Мать, всегда такая аккуратная, почему-то сидит на разобранной ко сну постели в платье и прическе, сцепив положенные меж колен маленькие, смуглые, с утолщенными суставами руки, и смотрит на огонек коптилки.
Как тихо в доме! Дядя Коля, теперь почти все дни пропадающий у своего приятеля инженера Кистринова, вернулся и спит, и Марина спит, а маленький племянник, наверно, давно уже спит, выпятив губы. Бабушка спит и даже не похрапывает. Даже тиканья часов не слышно. Не спит одна мама. Прекрасная моя!
Но главное – не поддаваться чувству… Вот так вот, молча, пройти мимо на цыпочках и лечь, а там сразу можно притвориться спящим…
Большой, тяжелый, он на цыпочках подходит к матери, падает перед ней на колени и прячет в ее коленях свое лицо. Он чувствует ее руки на своих щеках, чувствует ее неподменимое тепло и едва уловимый, точно наносимый издалека девичий запах жасмина и другой, чуть горьковатый, то ли полыни, то ли листочков баклажана, – не все ли равно!..
– Прекрасная моя! Прекрасная моя! – шепчет он, обдавая ее снизу светом своих глаз. – Ты же все, все понимаешь… прекрасная моя!
– Я все понимаю, – шепчет она, склонившись к нему головой и не глядя на него.
Он ищет ее глаза, а она все прячет глаза в его шелковистых волосах и шепчет, шепчет:
– Всегда… везде… Не бойся… будь сильный… орлик мой… до последнего дыхания…
– Будет, ну, будет… Спать пора… – шепчет он. – Хочешь, я выпущу их на волю?

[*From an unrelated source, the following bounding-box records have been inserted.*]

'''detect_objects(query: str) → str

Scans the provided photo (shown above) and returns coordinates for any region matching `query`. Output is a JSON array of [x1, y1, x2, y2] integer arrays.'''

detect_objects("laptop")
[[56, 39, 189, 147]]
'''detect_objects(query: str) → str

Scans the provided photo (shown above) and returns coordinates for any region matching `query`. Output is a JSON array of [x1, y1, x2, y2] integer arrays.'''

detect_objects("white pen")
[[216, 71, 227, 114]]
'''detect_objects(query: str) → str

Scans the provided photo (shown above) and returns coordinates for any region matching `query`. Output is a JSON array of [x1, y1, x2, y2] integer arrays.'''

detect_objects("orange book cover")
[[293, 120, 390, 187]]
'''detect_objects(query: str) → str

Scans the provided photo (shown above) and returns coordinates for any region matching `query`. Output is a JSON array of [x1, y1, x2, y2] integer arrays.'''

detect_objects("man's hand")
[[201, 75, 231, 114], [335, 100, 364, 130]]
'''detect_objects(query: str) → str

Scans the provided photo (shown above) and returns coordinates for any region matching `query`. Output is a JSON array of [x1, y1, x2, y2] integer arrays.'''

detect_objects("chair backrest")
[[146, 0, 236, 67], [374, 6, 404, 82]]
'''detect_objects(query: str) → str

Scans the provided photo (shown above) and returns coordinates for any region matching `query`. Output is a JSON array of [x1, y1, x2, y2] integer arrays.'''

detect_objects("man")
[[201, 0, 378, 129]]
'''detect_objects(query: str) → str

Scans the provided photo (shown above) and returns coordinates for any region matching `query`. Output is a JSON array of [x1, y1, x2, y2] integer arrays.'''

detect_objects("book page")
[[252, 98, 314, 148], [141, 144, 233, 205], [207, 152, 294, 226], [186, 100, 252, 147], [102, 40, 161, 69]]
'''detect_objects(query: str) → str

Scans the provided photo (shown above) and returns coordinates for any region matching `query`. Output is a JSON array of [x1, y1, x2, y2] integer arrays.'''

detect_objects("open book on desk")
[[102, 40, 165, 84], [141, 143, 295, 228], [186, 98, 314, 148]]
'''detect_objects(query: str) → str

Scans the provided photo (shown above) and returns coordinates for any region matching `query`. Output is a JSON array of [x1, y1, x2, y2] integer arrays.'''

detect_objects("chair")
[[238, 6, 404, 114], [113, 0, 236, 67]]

И он, как в детстве, нащупывает руками одну и другую скрепочки в ее волосах и начинает выбирать шпильки. Пряча лицо, она все клонит голову ему на руки, но он вынимает шпильки все до одной и выпускает ее косы, и они, развернувшись, падают с таким звуком, как падают яблоки в саду, и покрывают всю маму.
Глава 39
Человек со стороны – если бы мог быть такой человек, – попав в сельские районы немецкой оккупации, был бы поражен необыкновенными, то мрачными, то неожиданными по контрасту картинами, открывающимися его взгляду. Он встретил бы десятки и сотни пепелищ, где на месте сел, станиц, хуторов остались только остовы печей, да головни, да одинокая кошка на пригретом солнцем полуобгоревшем и прорастающем бурьяном крылечке. И встретил бы хутора, где даже не ступала немецкая нога, если не считать случайно забредших раз-другой мародеров-солдат.